Cada vez que leo o escucho referirse al denominado Salón de Mayo (que es como ha sido nombrada una sala interior de conferencias y debates del Pabellón Cuba), me pregunto si los jóvenes cubanos de estos tiempos saben por qué se le ha denominado así. No tengo la certeza de que lo sepan quienes concurren a esa instalación multifuncional de El Vedado; incluso personas de edades más avanzadas, sobre todo durante las ventas de productos de las empresas e industrias culturales que allí suelen ocurrir. Lo cierto es que la génesis de ese nombre proviene de un suceso significativo del cual fui guía, junto a otros estudiantes de arte, durante el verano de 1967. Se trata de la presencia entonces en La Habana, precisamente en los espacios en ese Pabellón, del parisino Salón de Mayo, que a sólo algo más de dos meses de haberse inaugurado en la europea “ciudad luz”, viajó a nuestro país y sirvió para un beneficioso encuentro de la gente de acá con lo que estaba sucediendo en esa década dentro del Arte Moderno occidental en transformación.
Cuando se armó la operación logística que haría posible una abierta relación entre aquel Salón y el ambiente social de Revolución Cultural desplegada entre nosotros, se decidió que los que explicarían las obras a los visitantes tuvieran afinada sensibilidad y una información práctica en asuntos artísticos.

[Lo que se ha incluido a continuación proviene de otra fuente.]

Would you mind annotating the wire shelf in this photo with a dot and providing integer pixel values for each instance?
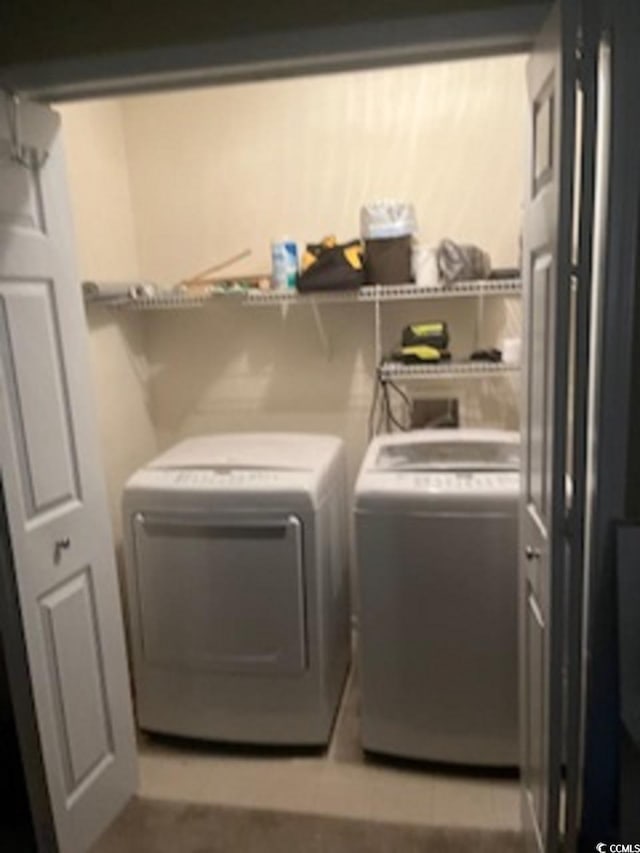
(373, 293)
(390, 293)
(445, 370)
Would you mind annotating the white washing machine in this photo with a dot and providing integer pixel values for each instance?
(436, 515)
(236, 561)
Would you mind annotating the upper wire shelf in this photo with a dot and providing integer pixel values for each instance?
(375, 293)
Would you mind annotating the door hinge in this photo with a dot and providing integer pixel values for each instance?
(20, 153)
(579, 65)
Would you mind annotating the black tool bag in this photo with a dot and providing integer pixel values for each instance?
(329, 266)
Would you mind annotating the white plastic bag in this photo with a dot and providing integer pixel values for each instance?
(382, 220)
(424, 264)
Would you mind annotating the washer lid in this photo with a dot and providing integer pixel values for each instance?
(451, 450)
(256, 451)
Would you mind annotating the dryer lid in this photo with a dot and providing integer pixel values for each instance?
(451, 450)
(255, 451)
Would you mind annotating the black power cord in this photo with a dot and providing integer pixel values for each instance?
(382, 409)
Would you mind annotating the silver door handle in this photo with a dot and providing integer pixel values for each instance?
(61, 545)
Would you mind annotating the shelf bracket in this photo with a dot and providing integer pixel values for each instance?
(322, 334)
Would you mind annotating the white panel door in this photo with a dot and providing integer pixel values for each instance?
(60, 534)
(547, 280)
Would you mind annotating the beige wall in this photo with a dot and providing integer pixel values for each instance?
(214, 171)
(105, 238)
(219, 170)
(167, 184)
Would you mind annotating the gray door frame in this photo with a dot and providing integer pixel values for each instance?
(397, 41)
(433, 37)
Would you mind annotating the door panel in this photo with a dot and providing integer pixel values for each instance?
(76, 676)
(546, 280)
(40, 414)
(61, 542)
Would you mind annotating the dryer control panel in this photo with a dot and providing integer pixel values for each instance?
(217, 477)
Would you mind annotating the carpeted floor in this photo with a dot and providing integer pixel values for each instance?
(151, 826)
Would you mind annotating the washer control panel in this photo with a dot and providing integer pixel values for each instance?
(466, 482)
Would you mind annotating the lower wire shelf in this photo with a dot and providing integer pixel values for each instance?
(397, 372)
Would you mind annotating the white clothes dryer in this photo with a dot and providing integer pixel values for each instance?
(236, 562)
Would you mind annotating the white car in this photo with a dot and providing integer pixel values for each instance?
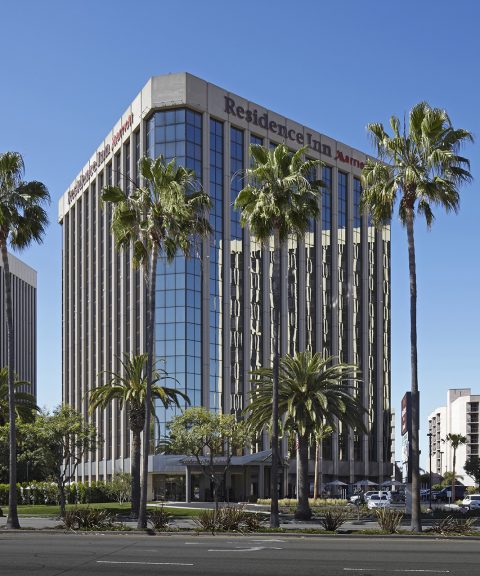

De ahí que Carlos Franqui, el escultor Tomás Oliva (Director de Artes Plástica del Consejo Nacional de Cultura) y Antonio Alejo, encargado de coordinar la enseñanza de esa manifestación en el correspondiente sistema estatal de escuelas de arte –quienes junto a Carpentier y Lam habían tenido papel gestor en lograr que ese evento de la imaginación se mostrara en nuestro país-, optaran por establecer un cuerpo de guías integrado por alumnos de la Escuela Profesional “San Alejandro” y la Escuela Nacional de Artes Plásticas. Los estudiantes en cuestión debían radicar en La Habana, puesto que la enorme exhibición tendría lugar en período de vacaciones; y no podían quedarse en la Capital aquellos que vivían en las demás provincias. Solamente nos quedamos a participar un pinareño que ya tenía residencia habanera: Luis Miguel Valdés, y yo, que aunque vivía aún en Manzanillo, fui autorizado a permanecer de modo solitario en el albergue de 23 y 120 (bautizado como “La casa de las brujas”) de Cubanacán. Como ya escribía textos de arte, consideraron que mi labor en la trasmisión de conocimientos sería útil en el grupo designado. Así, un lugar que hoy es sede de las acciones y proyecciones artísticas y literarias de noveles, fue también hace 50 años terreno de la faena dialógica para quienes éramos artífices en formación que no sobrepasábamos los veinte años de edad.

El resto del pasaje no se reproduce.